公開日 2012.10.01 深瀬勝範(社会保険労務士、人事コンサルタント)
カントリーリスク(かんとりーりすく)
海外への投融資や貿易において、相手国の政治情勢の変化、経済・社会環境の変化により、期待されたリターンをあげられなくなる、あるいは債務の回収ができなくなる等の危険性のこと。国際収支や外貨準備高などの経済的指標を基礎として、政治の安定度や社会情勢などを加味して総合的に判断されるもので、OECD(経済協力開発機構)や民間の格付け会社などが公表している。
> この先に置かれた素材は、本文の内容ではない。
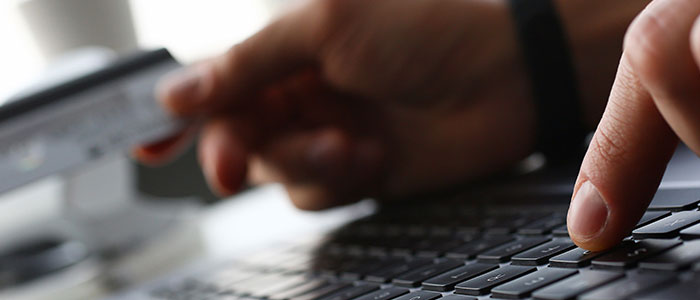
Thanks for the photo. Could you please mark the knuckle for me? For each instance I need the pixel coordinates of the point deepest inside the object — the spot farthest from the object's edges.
(609, 144)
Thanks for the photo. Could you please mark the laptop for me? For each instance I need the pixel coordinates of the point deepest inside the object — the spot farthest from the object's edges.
(504, 240)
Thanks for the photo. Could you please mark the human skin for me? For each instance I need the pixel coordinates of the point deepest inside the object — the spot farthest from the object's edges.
(341, 100)
(653, 104)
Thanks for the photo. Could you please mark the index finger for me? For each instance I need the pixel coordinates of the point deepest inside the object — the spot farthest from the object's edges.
(278, 50)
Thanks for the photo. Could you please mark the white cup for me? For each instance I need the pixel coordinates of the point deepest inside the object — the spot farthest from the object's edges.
(60, 26)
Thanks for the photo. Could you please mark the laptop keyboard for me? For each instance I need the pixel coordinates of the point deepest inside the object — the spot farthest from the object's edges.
(464, 252)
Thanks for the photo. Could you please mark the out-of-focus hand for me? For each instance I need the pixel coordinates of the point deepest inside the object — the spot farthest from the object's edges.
(655, 100)
(340, 100)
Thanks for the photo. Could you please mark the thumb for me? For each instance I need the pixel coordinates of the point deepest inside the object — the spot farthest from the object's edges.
(623, 166)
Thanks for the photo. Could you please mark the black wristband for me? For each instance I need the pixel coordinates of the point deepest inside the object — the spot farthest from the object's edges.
(560, 130)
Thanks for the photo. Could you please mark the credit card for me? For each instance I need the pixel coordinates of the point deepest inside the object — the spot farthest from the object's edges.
(74, 123)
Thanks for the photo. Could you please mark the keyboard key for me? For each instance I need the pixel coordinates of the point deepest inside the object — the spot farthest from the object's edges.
(471, 249)
(576, 258)
(447, 281)
(505, 224)
(543, 226)
(415, 277)
(436, 247)
(484, 283)
(652, 216)
(524, 286)
(420, 295)
(675, 259)
(575, 285)
(541, 254)
(388, 273)
(384, 294)
(690, 233)
(351, 292)
(503, 253)
(668, 227)
(630, 253)
(675, 199)
(687, 290)
(457, 297)
(561, 231)
(369, 265)
(282, 284)
(321, 292)
(298, 290)
(628, 287)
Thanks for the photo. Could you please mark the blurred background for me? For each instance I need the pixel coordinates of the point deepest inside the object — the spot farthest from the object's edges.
(116, 224)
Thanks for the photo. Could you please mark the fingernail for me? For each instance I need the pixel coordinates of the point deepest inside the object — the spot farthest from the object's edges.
(588, 213)
(184, 87)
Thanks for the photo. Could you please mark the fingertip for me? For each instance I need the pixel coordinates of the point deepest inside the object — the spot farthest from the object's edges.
(328, 154)
(223, 159)
(313, 197)
(695, 40)
(588, 214)
(182, 92)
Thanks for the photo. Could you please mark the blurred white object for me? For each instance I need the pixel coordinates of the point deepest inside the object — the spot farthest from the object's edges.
(59, 26)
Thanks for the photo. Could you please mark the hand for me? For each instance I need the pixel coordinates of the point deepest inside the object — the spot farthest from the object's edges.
(654, 102)
(340, 100)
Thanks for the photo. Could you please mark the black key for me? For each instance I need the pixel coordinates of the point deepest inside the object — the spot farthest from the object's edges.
(298, 290)
(630, 253)
(675, 199)
(447, 281)
(420, 295)
(668, 227)
(576, 258)
(471, 249)
(687, 290)
(628, 287)
(457, 297)
(321, 292)
(561, 231)
(503, 253)
(351, 292)
(436, 247)
(388, 273)
(415, 277)
(541, 254)
(524, 286)
(652, 216)
(484, 283)
(575, 285)
(543, 226)
(505, 224)
(384, 294)
(369, 265)
(690, 233)
(675, 259)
本来は、金融や貿易分野で取引相手国の信用度を示す指標として使われるものであったが、日本企業の海外進出が進む中で、進出先の国において事業展開をするうえで発生し得る問題点を、広く「カントリーリスク」と捉えるようになっている。この意味での「カントリーリスク」では、政治経済情勢以外にも、治安や生活環境、商慣行や労務慣行、あるいは国民意識など、その国において事業展開をするうえで問題となり得る要素を個々に捉えることが多い。
最近では、尖閣諸島の領有権を巡り発生した反日デモにより、中国国内の日本企業の工場や店舗が破壊されたり、休業を余儀なくされたりするなどの被害を受けたが、これらも、日本企業が中国で事業展開をするうえでの「カントリーリスク」と捉えられている。